Inhibiting specificity protein 1 attenuated sevoflurane-induced mitochondrial stress and promoted autophagy in hippocampal neurons through PI3K/Akt/mTOR and α7-nAChR signaling

Abstract

Sevoflurane, a commonly used anesthetic in surgery, is considered as an inducer of neurodegenerative diseases and postoperative complications including postoperative cognitive dysfunction. Evidence showed that specificity protein 1 (SP1) participated in the regulation of various cellular processes. Also, SP1 was found to modulate sevoflurane-induced hippocampal inflammatory injury both in vitro and in vivo.
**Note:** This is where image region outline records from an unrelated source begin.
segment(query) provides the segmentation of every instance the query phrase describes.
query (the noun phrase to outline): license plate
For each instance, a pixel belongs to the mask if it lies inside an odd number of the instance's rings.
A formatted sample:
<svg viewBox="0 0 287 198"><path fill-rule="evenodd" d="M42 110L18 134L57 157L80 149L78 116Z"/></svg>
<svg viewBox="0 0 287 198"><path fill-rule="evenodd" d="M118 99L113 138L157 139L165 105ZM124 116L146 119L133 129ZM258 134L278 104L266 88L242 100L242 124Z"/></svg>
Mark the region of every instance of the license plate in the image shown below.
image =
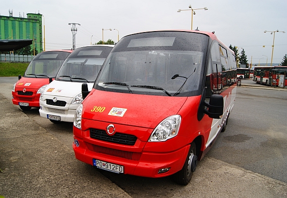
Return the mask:
<svg viewBox="0 0 287 198"><path fill-rule="evenodd" d="M61 117L59 116L58 115L47 114L47 118L50 120L57 120L58 121L61 121Z"/></svg>
<svg viewBox="0 0 287 198"><path fill-rule="evenodd" d="M29 106L29 103L20 103L20 102L19 102L19 105L20 105L20 106L26 106L26 107L28 107L28 106Z"/></svg>
<svg viewBox="0 0 287 198"><path fill-rule="evenodd" d="M93 159L93 164L97 168L116 173L124 173L124 166Z"/></svg>

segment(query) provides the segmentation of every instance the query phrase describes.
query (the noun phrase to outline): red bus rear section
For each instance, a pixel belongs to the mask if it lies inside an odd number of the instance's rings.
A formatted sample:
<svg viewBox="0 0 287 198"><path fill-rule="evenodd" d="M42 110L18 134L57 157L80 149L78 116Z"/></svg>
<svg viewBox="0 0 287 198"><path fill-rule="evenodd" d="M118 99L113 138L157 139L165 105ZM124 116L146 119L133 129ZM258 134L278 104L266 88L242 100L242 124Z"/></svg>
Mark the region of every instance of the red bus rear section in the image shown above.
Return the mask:
<svg viewBox="0 0 287 198"><path fill-rule="evenodd" d="M187 185L224 131L235 101L234 53L212 33L161 31L117 43L73 123L75 158L119 174Z"/></svg>

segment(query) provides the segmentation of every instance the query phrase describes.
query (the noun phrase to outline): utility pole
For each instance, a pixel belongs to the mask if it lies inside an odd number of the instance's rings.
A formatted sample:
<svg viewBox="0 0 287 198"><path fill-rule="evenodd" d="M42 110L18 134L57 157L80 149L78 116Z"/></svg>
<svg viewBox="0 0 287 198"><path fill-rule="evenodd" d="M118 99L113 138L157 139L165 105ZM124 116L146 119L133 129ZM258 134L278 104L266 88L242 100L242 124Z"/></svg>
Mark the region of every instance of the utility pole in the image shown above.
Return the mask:
<svg viewBox="0 0 287 198"><path fill-rule="evenodd" d="M71 31L73 35L73 47L72 49L74 50L76 48L76 34L77 34L77 28L76 28L76 25L81 25L79 23L69 23L69 25L72 25L72 27L71 28Z"/></svg>

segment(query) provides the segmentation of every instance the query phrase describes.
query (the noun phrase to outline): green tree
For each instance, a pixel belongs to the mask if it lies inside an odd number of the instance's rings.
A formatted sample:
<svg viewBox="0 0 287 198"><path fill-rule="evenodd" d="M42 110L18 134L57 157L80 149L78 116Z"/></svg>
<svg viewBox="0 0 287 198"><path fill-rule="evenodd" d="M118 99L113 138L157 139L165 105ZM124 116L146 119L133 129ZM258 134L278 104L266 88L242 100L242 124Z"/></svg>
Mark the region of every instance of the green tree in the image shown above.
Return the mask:
<svg viewBox="0 0 287 198"><path fill-rule="evenodd" d="M98 42L97 43L96 43L96 45L101 45L102 44L103 44L103 41L100 40L99 42ZM109 39L107 41L104 41L104 45L114 45L115 42L114 41L111 40L111 39Z"/></svg>
<svg viewBox="0 0 287 198"><path fill-rule="evenodd" d="M287 54L285 54L283 57L282 62L281 62L281 65L282 66L287 66Z"/></svg>
<svg viewBox="0 0 287 198"><path fill-rule="evenodd" d="M245 64L246 66L248 65L248 60L247 60L247 56L245 54L245 51L244 49L242 49L242 51L240 53L241 55L239 56L239 62L242 64Z"/></svg>

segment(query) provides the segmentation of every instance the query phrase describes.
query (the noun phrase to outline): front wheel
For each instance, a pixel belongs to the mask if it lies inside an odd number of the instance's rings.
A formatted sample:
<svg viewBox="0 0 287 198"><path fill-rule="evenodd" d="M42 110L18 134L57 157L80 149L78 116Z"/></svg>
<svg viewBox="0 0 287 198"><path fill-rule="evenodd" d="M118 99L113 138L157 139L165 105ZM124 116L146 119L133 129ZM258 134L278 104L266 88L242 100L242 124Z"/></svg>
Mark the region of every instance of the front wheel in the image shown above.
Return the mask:
<svg viewBox="0 0 287 198"><path fill-rule="evenodd" d="M23 111L28 111L31 109L31 107L27 107L27 106L21 106L21 105L19 106L20 108L23 110Z"/></svg>
<svg viewBox="0 0 287 198"><path fill-rule="evenodd" d="M174 179L179 184L186 185L191 180L193 172L195 171L197 164L197 147L194 142L190 144L190 148L183 167L179 172L175 173Z"/></svg>

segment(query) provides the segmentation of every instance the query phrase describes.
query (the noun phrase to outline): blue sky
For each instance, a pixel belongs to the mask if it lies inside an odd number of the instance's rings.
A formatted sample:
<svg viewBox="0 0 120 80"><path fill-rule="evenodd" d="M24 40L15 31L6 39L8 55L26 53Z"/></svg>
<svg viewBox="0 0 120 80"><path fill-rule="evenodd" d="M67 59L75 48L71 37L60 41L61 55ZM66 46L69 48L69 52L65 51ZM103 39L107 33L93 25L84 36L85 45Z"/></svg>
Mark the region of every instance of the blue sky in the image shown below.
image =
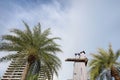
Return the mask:
<svg viewBox="0 0 120 80"><path fill-rule="evenodd" d="M98 48L120 49L120 1L119 0L0 0L0 35L11 28L24 29L22 20L31 28L38 22L42 29L51 28L53 36L62 38L63 53L59 78L72 78L73 63L65 62L74 53L96 53ZM0 56L9 54L0 52ZM0 63L0 76L8 63ZM4 67L3 67L4 66Z"/></svg>

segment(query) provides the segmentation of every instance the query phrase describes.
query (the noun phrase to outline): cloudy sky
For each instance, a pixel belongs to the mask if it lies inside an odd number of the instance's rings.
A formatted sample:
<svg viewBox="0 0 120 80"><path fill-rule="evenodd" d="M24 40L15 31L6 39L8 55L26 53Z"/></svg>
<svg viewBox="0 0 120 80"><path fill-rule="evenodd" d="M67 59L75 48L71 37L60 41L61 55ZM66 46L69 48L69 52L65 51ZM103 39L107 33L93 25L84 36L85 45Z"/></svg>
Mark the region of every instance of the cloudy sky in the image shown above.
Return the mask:
<svg viewBox="0 0 120 80"><path fill-rule="evenodd" d="M73 63L65 62L74 53L96 53L97 48L120 49L120 0L0 0L0 36L11 28L24 29L22 20L31 28L41 23L42 29L51 28L63 53L59 77L55 80L72 79ZM0 57L8 52L0 52ZM9 62L8 62L9 63ZM0 76L8 63L0 63Z"/></svg>

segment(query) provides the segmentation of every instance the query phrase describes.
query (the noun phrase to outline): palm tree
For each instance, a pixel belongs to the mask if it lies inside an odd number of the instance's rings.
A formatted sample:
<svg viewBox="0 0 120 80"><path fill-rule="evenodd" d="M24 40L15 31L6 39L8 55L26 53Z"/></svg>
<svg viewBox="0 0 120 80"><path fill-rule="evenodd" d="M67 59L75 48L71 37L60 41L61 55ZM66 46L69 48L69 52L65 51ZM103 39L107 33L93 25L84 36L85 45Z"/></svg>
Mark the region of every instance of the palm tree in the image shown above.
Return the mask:
<svg viewBox="0 0 120 80"><path fill-rule="evenodd" d="M14 54L0 58L0 62L14 58L25 59L27 66L22 80L26 80L27 74L39 74L41 66L46 66L49 72L58 75L61 61L56 52L61 52L54 40L59 37L50 37L50 28L41 31L40 23L32 30L29 25L23 22L26 29L12 29L13 34L3 35L0 43L0 51L12 51ZM31 68L32 67L32 68ZM45 71L46 76L47 71Z"/></svg>
<svg viewBox="0 0 120 80"><path fill-rule="evenodd" d="M98 54L92 54L93 59L90 61L90 80L120 80L120 75L117 67L120 66L118 58L120 56L120 50L114 53L111 45L109 45L109 50L98 49Z"/></svg>

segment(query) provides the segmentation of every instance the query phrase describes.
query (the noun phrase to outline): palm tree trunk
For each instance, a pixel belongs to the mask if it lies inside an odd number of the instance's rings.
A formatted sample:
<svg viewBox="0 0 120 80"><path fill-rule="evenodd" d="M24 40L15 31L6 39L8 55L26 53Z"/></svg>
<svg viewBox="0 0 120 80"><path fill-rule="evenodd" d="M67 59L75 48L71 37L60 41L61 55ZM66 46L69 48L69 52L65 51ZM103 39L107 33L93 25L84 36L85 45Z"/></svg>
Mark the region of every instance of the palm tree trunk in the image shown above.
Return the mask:
<svg viewBox="0 0 120 80"><path fill-rule="evenodd" d="M120 80L119 73L114 66L111 67L111 75L115 78L115 80Z"/></svg>
<svg viewBox="0 0 120 80"><path fill-rule="evenodd" d="M25 67L25 69L24 69L24 72L23 72L23 74L22 74L22 79L21 79L21 80L26 80L26 77L27 77L27 73L28 73L29 68L30 68L30 64L27 63L27 64L26 64L26 67Z"/></svg>

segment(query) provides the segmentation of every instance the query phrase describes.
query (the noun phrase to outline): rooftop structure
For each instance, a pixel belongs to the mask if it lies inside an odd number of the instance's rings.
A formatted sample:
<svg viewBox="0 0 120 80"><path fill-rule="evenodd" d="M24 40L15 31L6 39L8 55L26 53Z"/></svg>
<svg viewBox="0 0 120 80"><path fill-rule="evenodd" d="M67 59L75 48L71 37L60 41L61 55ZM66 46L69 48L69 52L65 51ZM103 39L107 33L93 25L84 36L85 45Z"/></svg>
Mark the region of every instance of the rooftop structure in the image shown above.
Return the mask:
<svg viewBox="0 0 120 80"><path fill-rule="evenodd" d="M87 80L88 59L85 56L85 51L75 53L75 58L67 58L65 61L74 62L73 80Z"/></svg>

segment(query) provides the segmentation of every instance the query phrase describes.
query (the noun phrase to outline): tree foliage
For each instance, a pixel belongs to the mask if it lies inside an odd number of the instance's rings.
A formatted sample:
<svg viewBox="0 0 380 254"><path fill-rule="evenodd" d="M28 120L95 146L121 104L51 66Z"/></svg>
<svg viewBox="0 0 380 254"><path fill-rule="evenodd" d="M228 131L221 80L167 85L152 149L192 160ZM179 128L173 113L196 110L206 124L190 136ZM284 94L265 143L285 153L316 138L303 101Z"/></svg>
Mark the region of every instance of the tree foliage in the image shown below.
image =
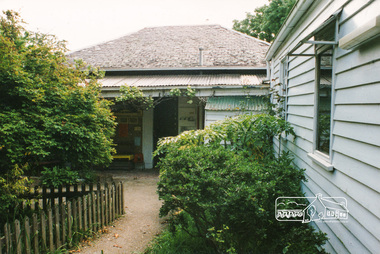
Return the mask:
<svg viewBox="0 0 380 254"><path fill-rule="evenodd" d="M233 29L250 36L272 42L285 22L296 0L270 0L269 5L247 13L243 20L234 20Z"/></svg>
<svg viewBox="0 0 380 254"><path fill-rule="evenodd" d="M282 133L294 135L282 119L241 115L160 140L160 214L172 231L204 239L215 253L320 252L323 234L275 219L276 198L302 196L305 180L288 154L274 154Z"/></svg>
<svg viewBox="0 0 380 254"><path fill-rule="evenodd" d="M0 169L44 162L89 168L112 160L115 121L100 98L102 73L70 63L54 36L0 20Z"/></svg>

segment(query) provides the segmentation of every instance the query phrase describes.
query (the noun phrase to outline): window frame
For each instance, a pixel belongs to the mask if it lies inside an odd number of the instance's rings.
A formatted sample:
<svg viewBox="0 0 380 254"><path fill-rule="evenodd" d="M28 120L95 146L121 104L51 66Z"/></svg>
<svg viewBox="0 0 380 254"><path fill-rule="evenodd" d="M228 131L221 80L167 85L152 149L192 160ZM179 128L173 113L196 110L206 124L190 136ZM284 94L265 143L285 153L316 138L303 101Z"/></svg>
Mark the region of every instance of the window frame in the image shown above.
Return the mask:
<svg viewBox="0 0 380 254"><path fill-rule="evenodd" d="M338 45L338 27L339 20L335 19L331 21L334 22L334 43L326 43L322 48L318 48L318 44L314 46L315 52L315 90L314 90L314 117L313 117L313 151L308 153L309 158L311 158L315 163L319 164L322 168L327 171L333 171L334 166L333 161L333 126L334 126L334 101L335 101L335 80L336 80L336 52ZM327 26L327 25L326 25ZM322 43L323 44L323 43ZM320 44L319 44L320 45ZM331 69L331 111L330 111L330 141L329 141L329 154L326 154L318 150L318 108L319 108L319 77L320 77L320 56L327 50L332 50L332 69Z"/></svg>

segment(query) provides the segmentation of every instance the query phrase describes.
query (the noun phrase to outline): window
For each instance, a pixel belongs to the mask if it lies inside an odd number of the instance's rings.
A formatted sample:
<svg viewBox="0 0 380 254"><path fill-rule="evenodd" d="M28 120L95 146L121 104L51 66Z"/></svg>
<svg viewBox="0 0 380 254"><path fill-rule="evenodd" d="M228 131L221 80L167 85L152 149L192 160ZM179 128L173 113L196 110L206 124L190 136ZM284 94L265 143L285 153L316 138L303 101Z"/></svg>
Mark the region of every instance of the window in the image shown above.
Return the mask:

Our study aimed to illustrate the role of SP1 in mediating mitochondrial stress and autophagy in neurons under sevoflurane exposure. SiRNA for SP1 was transfected in to hippocampus neurons for the loss-of-function assay before sevoflurane stimulation. Meanwhile, recilisib was utilized for PI3K/Akt/mTOR signaling activation, GTS-21 and MLA (methylycaconitine citrate) were used to activate or inactivate alpha 7 nicotinic acetylcholine receptor (α7-nAChR), respectively. Sevoflurane induced SP1 upregulation and autophagy suppression. Interfering SP1 dramatically depressed the promoted oxidative stress and mitochondrial dysfunction induced by sevoflurane. Additionally, SP1 silence blocked sevoflurane-induced activation of PI3K/Akt/mTOR signaling and inhibition of α7-nAChR. Restoring PI3K/Akt/mTOR signaling or depressing CAP significantly reversed the repressive effects of SP1 knockdown on mitochondrial stress and autophagy imbalance in hippocampal cells. In conclusions, our research indicated that SP1 regulated sevoflurane-induced oxidative stress dysregulation, mitochondrial function and cell autophagy in hippocampus via mediating the PI3K/Akt/mTOR and α7-nAChR pathways. Therefore, it might provide a novel sight for sevoflurane-induced hippocampus injury and POCD therapy.